Não são apenas estrelas de cinema e televisão que estão se dirigindo para as peças da Broadway. Os musicais desta temporada contarão com os artistas pop Nick Jonas (dos Jonas Brothers), Nicole Scherzinger (das Pussycat Dolls) e Michelle Williams (do Destiny’s Child). E, claro, o teatro musical é uma área onde a Broadway cria suas próprias megastars: várias divas reinantes, incluindo Audra McDonald, Idina Menzel, Sutton Foster e Bernadette Peters, irão ancorar musicais nesta temporada.

A temporada estrelada é um impulso simbólico para uma indústria que ainda tenta recuperar sua energia.
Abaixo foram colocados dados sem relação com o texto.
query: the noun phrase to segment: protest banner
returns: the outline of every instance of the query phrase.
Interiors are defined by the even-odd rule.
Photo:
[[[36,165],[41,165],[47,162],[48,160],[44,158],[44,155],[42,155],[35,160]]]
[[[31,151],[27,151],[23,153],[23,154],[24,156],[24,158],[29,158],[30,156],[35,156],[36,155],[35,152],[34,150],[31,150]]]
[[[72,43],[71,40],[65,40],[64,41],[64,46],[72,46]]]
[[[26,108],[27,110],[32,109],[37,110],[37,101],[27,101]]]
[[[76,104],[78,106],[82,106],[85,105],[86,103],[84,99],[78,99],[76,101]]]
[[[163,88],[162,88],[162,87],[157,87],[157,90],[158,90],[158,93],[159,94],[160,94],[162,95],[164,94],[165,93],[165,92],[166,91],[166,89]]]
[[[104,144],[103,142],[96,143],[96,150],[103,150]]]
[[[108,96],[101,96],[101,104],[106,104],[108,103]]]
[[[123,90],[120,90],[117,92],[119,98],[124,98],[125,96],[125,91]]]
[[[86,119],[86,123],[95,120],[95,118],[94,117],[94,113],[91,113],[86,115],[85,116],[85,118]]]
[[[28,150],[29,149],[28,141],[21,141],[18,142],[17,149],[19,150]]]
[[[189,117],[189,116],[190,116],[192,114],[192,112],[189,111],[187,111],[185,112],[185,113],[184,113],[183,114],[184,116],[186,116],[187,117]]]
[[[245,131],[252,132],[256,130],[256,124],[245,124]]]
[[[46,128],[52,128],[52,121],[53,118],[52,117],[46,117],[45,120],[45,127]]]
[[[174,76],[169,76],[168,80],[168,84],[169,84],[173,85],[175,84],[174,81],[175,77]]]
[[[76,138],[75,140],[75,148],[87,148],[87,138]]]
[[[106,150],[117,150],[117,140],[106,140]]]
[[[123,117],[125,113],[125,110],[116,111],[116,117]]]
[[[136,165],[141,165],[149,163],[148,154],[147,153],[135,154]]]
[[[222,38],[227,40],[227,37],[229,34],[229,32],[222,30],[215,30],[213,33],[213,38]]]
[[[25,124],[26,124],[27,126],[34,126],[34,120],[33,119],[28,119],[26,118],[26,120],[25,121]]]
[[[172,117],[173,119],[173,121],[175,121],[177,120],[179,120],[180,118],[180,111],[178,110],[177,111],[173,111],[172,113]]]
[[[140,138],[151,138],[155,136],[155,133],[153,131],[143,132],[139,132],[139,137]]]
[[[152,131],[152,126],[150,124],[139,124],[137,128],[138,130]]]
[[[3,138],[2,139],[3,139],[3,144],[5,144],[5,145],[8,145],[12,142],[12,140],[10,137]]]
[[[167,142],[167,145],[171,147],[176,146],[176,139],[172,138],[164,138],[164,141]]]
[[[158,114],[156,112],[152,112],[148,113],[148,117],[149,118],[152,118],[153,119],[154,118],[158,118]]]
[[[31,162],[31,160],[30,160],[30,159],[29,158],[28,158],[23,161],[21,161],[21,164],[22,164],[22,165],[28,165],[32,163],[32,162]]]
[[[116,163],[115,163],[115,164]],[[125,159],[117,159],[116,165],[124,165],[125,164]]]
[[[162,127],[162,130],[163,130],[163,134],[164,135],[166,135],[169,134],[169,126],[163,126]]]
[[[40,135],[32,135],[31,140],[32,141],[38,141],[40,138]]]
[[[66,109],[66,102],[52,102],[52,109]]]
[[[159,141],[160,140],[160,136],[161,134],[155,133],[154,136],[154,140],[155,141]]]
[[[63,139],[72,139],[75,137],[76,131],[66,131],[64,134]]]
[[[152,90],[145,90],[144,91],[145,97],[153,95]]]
A Broadway estava em uma trajetória ascendente notável nos anos que antecederam a pandemia, mas então caiu; durante a temporada 2023-24, a frequência total ainda era 17% menor do que a última temporada completa antes da pandemia.

“Esses atores realmente trazem novos públicos para o teatro, e, claro, é isso que você sempre deseja,” disse Jamie Lloyd, que dirigirá Scherzinger em “Sunset Boulevard” e Reeves em “Godot”.

Para as estrelas do cinema e da televisão que estão se destacando no palco, a Broadway atrai por várias razões. Há o prestígio, a possibilidade de prêmios (algumas das estrelas desta temporada já têm Emmys, Grammys ou Oscars, então sempre há a esperança de um Tony e um EGOT), e, dizem eles, um prazer particular de se apresentar ao vivo. Muitos foram treinados como atores de teatro, e frequentemente dizem que se sentem com mais controle, mais desafio e mais comunidade quando estão no palco.

“Não há nada como isso,” disse Margulies, que a partir do final do próximo mês será a estrela ao lado de Peter Gallagher em “Left on Tenth”, adaptado por Delia Ephron de seu memoir. Margulies não trabalhou no palco há 18 anos, mas disse, “Eu estive procurando uma peça por um longo tempo.” Por quê? “Eu comecei no palco, e aquela conexão imediata com o público você não obtém no cinema ou na televisão. Você simplesmente não consegue.”

Margulies ganhou fama com a série de televisão “ER”, que também estrelava Clooney. “Anos atrás,” ela se lembrou, “depois de termos feito ‘ER,’ eu disse a ele, ‘Você deveria fazer teatro,’ e ele respondeu, ‘De jeito nenhum. Eu nunca farei teatro. De jeito nenhum.’”

Quando ela viu que ambos estariam no palco nesta temporada, ela lhe enviou um e-mail, e eles compartilharam suas ansiedades.

“Eu enviei um e-mail para ele e disse, ‘George, estou tão orgulhosa de você,’” ela lembrou, acrescentando que estava extremamente nervosa com a ideia de fazer teatro ao vivo. Ela disse que ele respondeu dizendo que também estava nervoso, mas acrescentou que “é a hora.”